WINDHOEK (Reuters) - State-owned Air Namibia has won approval to fly into the United States and hopes to generate revenues through its codesharing agreements, the government-run daily New Era reported on Monday,
The newspaper quoted the loss-making carrier’s acting managing director, Mandi Samson, saying the airline received its foreign air carrier permit in April.
Until now, South African Airways, Ethiopian Airlines, Egypt Air, Moroccan Royal Air Maroc and Cape Verde’s TACV airline have been the only African airlines holding the right to fly passengers in and out of the United States, the paper said.
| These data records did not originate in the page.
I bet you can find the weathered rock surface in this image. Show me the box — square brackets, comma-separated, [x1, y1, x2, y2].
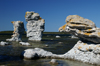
[21, 15, 100, 65]
[6, 21, 25, 42]
[21, 48, 60, 59]
[25, 11, 45, 41]
[64, 40, 100, 65]
[58, 15, 100, 65]
[59, 15, 100, 43]
[22, 41, 100, 65]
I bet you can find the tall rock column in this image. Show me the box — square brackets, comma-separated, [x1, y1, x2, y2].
[25, 11, 45, 41]
[6, 21, 25, 41]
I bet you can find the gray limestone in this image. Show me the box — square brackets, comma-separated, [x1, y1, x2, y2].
[21, 48, 58, 59]
[59, 15, 100, 43]
[22, 41, 100, 65]
[21, 15, 100, 65]
[58, 15, 100, 65]
[6, 21, 25, 42]
[25, 11, 45, 41]
[64, 40, 100, 65]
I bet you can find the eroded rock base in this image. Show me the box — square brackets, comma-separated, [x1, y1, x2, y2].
[22, 40, 100, 65]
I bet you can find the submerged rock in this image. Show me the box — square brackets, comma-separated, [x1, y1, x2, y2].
[56, 36, 60, 38]
[49, 59, 58, 65]
[25, 11, 45, 41]
[6, 21, 25, 42]
[71, 35, 78, 39]
[45, 45, 49, 47]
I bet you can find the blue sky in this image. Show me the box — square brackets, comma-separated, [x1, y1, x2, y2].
[0, 0, 100, 32]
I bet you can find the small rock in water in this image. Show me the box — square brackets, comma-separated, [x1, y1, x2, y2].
[19, 42, 30, 46]
[21, 48, 54, 59]
[45, 45, 49, 47]
[56, 36, 60, 38]
[51, 39, 53, 40]
[58, 42, 63, 44]
[71, 35, 78, 39]
[49, 59, 58, 65]
[21, 49, 38, 59]
[0, 41, 10, 46]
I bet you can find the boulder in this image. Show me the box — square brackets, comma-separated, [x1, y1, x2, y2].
[21, 48, 56, 59]
[22, 49, 38, 59]
[25, 11, 45, 41]
[6, 21, 25, 42]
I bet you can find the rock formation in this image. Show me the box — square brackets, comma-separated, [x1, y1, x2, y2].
[6, 21, 25, 41]
[59, 15, 100, 43]
[25, 11, 45, 41]
[58, 15, 100, 65]
[63, 40, 100, 65]
[21, 15, 100, 65]
[22, 41, 100, 65]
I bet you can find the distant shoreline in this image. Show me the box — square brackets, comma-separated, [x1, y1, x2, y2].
[0, 31, 71, 37]
[0, 31, 70, 34]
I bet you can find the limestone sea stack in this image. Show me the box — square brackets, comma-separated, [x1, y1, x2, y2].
[58, 15, 100, 65]
[25, 11, 45, 41]
[6, 21, 25, 42]
[59, 15, 100, 43]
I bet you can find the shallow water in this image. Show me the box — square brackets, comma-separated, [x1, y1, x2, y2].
[0, 34, 97, 66]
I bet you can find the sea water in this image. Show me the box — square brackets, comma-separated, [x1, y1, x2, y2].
[0, 34, 95, 66]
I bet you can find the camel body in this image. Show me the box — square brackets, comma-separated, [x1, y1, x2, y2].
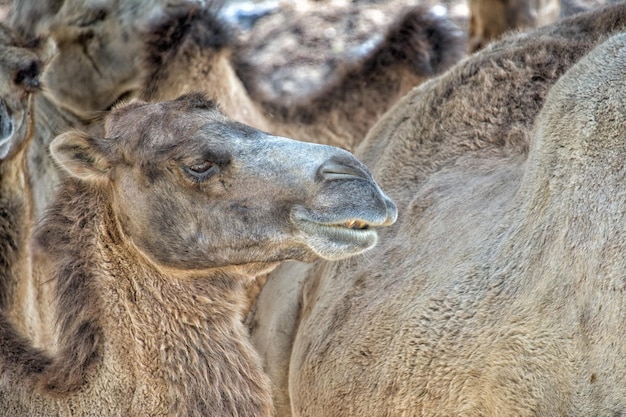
[250, 4, 626, 416]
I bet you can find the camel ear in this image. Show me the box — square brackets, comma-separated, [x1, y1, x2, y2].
[50, 131, 111, 182]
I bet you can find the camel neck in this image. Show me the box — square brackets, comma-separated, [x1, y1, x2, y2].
[36, 181, 273, 415]
[100, 217, 273, 416]
[110, 270, 272, 415]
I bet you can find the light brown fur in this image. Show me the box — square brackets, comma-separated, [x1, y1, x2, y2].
[0, 93, 396, 416]
[249, 4, 626, 416]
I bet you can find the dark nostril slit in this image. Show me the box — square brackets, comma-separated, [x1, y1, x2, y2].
[318, 155, 371, 181]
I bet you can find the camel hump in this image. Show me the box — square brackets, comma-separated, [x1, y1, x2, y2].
[532, 32, 626, 165]
[143, 4, 233, 72]
[541, 32, 626, 139]
[375, 6, 466, 76]
[495, 32, 626, 262]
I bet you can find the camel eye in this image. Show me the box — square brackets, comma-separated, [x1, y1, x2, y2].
[183, 161, 218, 182]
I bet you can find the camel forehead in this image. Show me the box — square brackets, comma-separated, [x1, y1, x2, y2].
[105, 96, 243, 157]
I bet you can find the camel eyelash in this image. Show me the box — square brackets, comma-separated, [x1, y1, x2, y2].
[182, 162, 219, 182]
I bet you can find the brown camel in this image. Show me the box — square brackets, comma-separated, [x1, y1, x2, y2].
[141, 4, 466, 151]
[0, 92, 396, 416]
[0, 23, 43, 337]
[249, 4, 626, 416]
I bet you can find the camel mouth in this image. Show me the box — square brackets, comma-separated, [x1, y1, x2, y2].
[312, 218, 373, 231]
[296, 217, 378, 242]
[292, 212, 382, 260]
[292, 209, 387, 233]
[290, 192, 397, 260]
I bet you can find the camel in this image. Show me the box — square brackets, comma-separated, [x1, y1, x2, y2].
[468, 0, 560, 51]
[0, 92, 397, 416]
[0, 23, 45, 337]
[248, 4, 626, 416]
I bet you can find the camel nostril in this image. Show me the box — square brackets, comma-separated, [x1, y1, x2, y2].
[318, 155, 371, 182]
[15, 60, 41, 92]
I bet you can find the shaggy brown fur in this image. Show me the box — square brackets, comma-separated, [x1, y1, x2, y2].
[142, 4, 466, 151]
[0, 93, 396, 416]
[249, 4, 626, 416]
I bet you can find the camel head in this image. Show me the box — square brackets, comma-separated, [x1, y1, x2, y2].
[26, 0, 165, 119]
[0, 25, 45, 160]
[50, 93, 397, 274]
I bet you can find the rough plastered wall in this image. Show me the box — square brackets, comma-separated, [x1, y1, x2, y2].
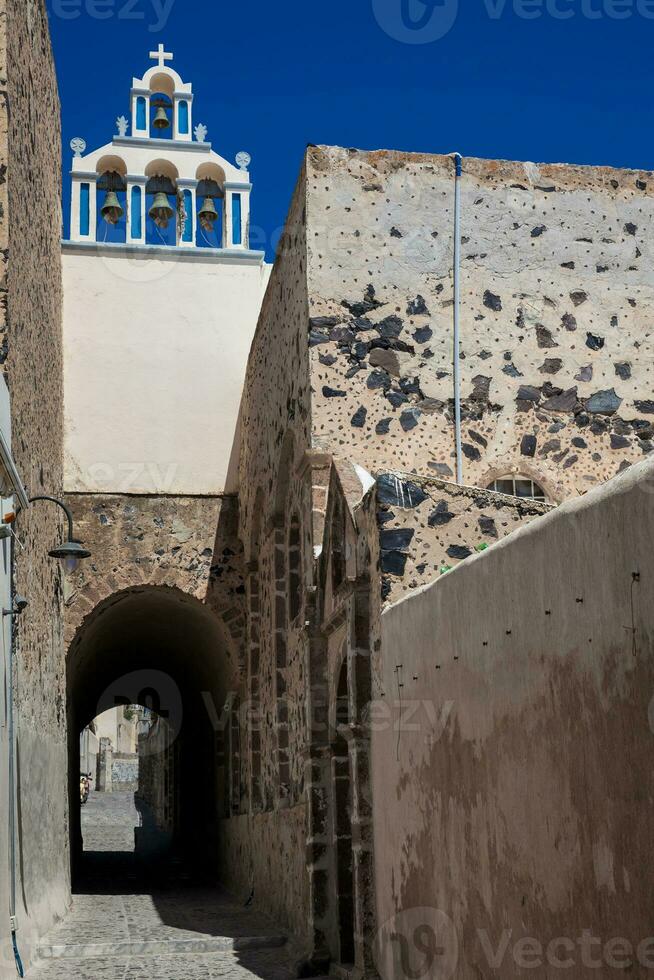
[221, 165, 313, 944]
[375, 471, 551, 604]
[306, 146, 654, 503]
[375, 456, 654, 980]
[0, 0, 66, 973]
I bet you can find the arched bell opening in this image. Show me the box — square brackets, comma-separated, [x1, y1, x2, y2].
[67, 585, 235, 886]
[96, 156, 128, 244]
[150, 89, 174, 139]
[145, 160, 179, 247]
[195, 163, 226, 249]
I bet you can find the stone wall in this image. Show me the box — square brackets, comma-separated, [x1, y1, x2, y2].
[111, 755, 138, 792]
[0, 1, 66, 975]
[221, 164, 314, 945]
[305, 146, 654, 502]
[375, 471, 551, 604]
[376, 456, 654, 979]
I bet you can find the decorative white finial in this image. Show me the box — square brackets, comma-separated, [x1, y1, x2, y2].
[116, 116, 129, 137]
[149, 43, 173, 69]
[194, 123, 208, 143]
[70, 138, 86, 158]
[236, 151, 251, 172]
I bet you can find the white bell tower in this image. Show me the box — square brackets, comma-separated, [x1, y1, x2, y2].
[61, 48, 271, 499]
[67, 45, 255, 254]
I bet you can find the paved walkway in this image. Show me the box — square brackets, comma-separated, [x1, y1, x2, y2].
[25, 793, 318, 980]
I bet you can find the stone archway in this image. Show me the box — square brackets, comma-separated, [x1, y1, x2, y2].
[67, 584, 236, 881]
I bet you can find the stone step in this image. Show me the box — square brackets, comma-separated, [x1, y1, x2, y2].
[36, 933, 288, 960]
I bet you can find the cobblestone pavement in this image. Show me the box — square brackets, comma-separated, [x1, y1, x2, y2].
[25, 793, 320, 980]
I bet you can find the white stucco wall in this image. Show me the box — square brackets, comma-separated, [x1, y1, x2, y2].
[63, 247, 271, 495]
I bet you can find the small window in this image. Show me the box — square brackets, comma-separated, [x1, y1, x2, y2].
[488, 476, 546, 502]
[79, 183, 90, 236]
[130, 186, 142, 240]
[178, 100, 189, 135]
[232, 193, 242, 246]
[136, 96, 147, 131]
[182, 189, 193, 243]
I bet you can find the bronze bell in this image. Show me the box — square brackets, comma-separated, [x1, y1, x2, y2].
[149, 192, 174, 229]
[152, 106, 170, 130]
[101, 191, 124, 225]
[198, 196, 219, 231]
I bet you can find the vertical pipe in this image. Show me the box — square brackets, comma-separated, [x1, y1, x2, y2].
[452, 153, 463, 486]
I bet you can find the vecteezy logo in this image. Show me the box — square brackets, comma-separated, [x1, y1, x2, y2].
[374, 907, 458, 980]
[372, 0, 459, 44]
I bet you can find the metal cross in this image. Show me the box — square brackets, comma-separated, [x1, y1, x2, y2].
[149, 44, 173, 68]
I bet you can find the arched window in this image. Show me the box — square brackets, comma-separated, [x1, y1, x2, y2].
[135, 96, 147, 131]
[178, 100, 190, 135]
[288, 514, 302, 623]
[488, 476, 547, 502]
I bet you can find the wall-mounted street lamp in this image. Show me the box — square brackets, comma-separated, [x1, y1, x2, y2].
[26, 496, 92, 571]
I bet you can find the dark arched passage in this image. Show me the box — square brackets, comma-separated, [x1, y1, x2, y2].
[67, 585, 235, 882]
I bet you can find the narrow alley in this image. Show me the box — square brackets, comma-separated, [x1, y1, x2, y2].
[25, 793, 317, 980]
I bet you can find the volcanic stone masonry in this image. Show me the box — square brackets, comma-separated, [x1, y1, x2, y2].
[305, 146, 654, 503]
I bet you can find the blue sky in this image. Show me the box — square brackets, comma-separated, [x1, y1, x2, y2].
[49, 0, 654, 259]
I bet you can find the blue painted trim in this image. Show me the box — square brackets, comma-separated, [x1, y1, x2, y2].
[182, 189, 193, 243]
[178, 101, 189, 135]
[136, 97, 147, 131]
[232, 193, 242, 246]
[80, 183, 90, 236]
[131, 186, 142, 240]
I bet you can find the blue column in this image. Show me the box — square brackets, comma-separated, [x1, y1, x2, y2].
[232, 193, 242, 246]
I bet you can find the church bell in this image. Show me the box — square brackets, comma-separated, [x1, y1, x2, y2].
[149, 192, 175, 229]
[152, 105, 170, 130]
[101, 191, 124, 225]
[198, 197, 219, 231]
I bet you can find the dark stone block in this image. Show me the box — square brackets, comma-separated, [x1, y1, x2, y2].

Samson also said the national airline was awaiting government approvals for new routes within Africa, according to New Era. She gave no further details on the possible new routes and did not say when Air Namibia would introduce U.S. flights.
Finance Minister Calle Schlettwein has proposed Air Namibia terminate the loss-making Windhoek-Frankfurt route to save costs. Officials say the airline loses 30 million Namibian dollars ($2.27 million) annually on the route.
Other government officials have expressed concerns that scrapping its only international route would hurt tourism, Namibia’s second biggest economic sector after mining.
A U.S. Embassy spokesperson declined to comment, while the U.S. Department of Transportation was not immediately available for comment.